We could also perform crossvalidation for a model that does not account for heteroskedastic errors:
##
##
## Estimate SE
## elpd_kfold 5882.0 48.6
The ELPD for the HBAM_MINI model is notably lower than that of the HBAM model, which suggest there is a considerable degree of heteroskedasticity in the data. While modeling the heteroskedasticity increases prediction accuracy, it should be noted that this does not necessarily translate into much more accurate estimates of key model outputs. As shown in section on plotting, the results for the HBAM and HBAM_MINI models are very similar. In fact, their estimated respondent positions correlate at .97 and .99, depending on whether we use the posterior means or medians. Their estimated stimulus positions also correlate at .99, but this masks the fact that the HBAM_MINI model places the less well known candidate John B. Anderson further to the left than the HBAM model does. There are some subtle differences that users should be aware of, even if these models tend to produce very similar results.
The rstan::sampling()
function that hbam()
uses automatically performs a number of key diagnostic checks after
sampling and issues warnings when a potential issue is detected. The
authors of rstan emphasize diagnostics and careful
model development, and users of rstan will more
frequently encounter warnings than users of rjags. One
warning users of this package may encounter is that the Bulk or Tail
Effective Sample Size (ESS) is too low (see https://mcstan.org/misc/warnings.html). The most
straightforward solution to this issue is to increase the number of
posterior draws, using the iter
argument.

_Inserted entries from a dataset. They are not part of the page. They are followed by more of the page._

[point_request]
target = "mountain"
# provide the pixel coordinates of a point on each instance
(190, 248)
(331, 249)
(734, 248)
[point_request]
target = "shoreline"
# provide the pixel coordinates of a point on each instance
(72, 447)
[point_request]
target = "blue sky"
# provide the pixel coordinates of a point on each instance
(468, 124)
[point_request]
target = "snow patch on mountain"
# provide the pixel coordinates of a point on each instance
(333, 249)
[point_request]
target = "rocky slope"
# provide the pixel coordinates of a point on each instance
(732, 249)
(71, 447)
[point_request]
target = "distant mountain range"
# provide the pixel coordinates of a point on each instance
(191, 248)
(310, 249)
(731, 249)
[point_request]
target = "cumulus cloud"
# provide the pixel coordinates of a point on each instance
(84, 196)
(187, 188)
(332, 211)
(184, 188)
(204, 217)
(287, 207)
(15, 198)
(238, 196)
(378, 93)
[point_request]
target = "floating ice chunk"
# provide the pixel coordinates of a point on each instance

However, this
increases the computational load, and users should consider carefully
what level of accuracy they need.
Because the hbam()
function returns a
stanfit
object, the model fit can be examined using the
full range of diagnostic tools from the rstan package.
Users should consult the rstan documentation for
details on the various diagnostic tests and plots that are available.

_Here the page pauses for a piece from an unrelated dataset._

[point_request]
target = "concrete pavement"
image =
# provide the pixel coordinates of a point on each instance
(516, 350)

One example of the available tools is traceplot()
:
The functions in this package accept a seed argument for all operations that involve a random number generator. Supplying a seed is sufficient to get the exact same results in repeated runs on the same system, but it does not ensure exact replication across systems or software versions. The Stan Reference Manual explains why:
Floating point operations on modern computers are notoriously difficult to replicate because the fundamental arithmetic operations, right down to the IEEE 754 encoding level, are not fully specified. The primary problem is that the precision of operations varies across different hardware platforms and software implementations.

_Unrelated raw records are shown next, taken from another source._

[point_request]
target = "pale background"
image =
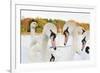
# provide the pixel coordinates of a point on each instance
(5, 37)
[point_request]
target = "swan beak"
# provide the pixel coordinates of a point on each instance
(65, 38)
(53, 42)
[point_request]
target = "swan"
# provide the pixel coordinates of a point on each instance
(39, 52)
(73, 29)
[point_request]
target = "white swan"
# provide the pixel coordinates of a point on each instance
(40, 52)
(73, 29)
(49, 32)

Stan is designed to allow full reproducibility. However, this is only possible up to the external constraints imposed by floating point arithmetic.
In short, running the functions in this package on different systems will likely yield slightly different results. It should be noted, however, that the differences across systems will be minimal and substantively negligible as long as the user obtains a sufficient number of posterior draws.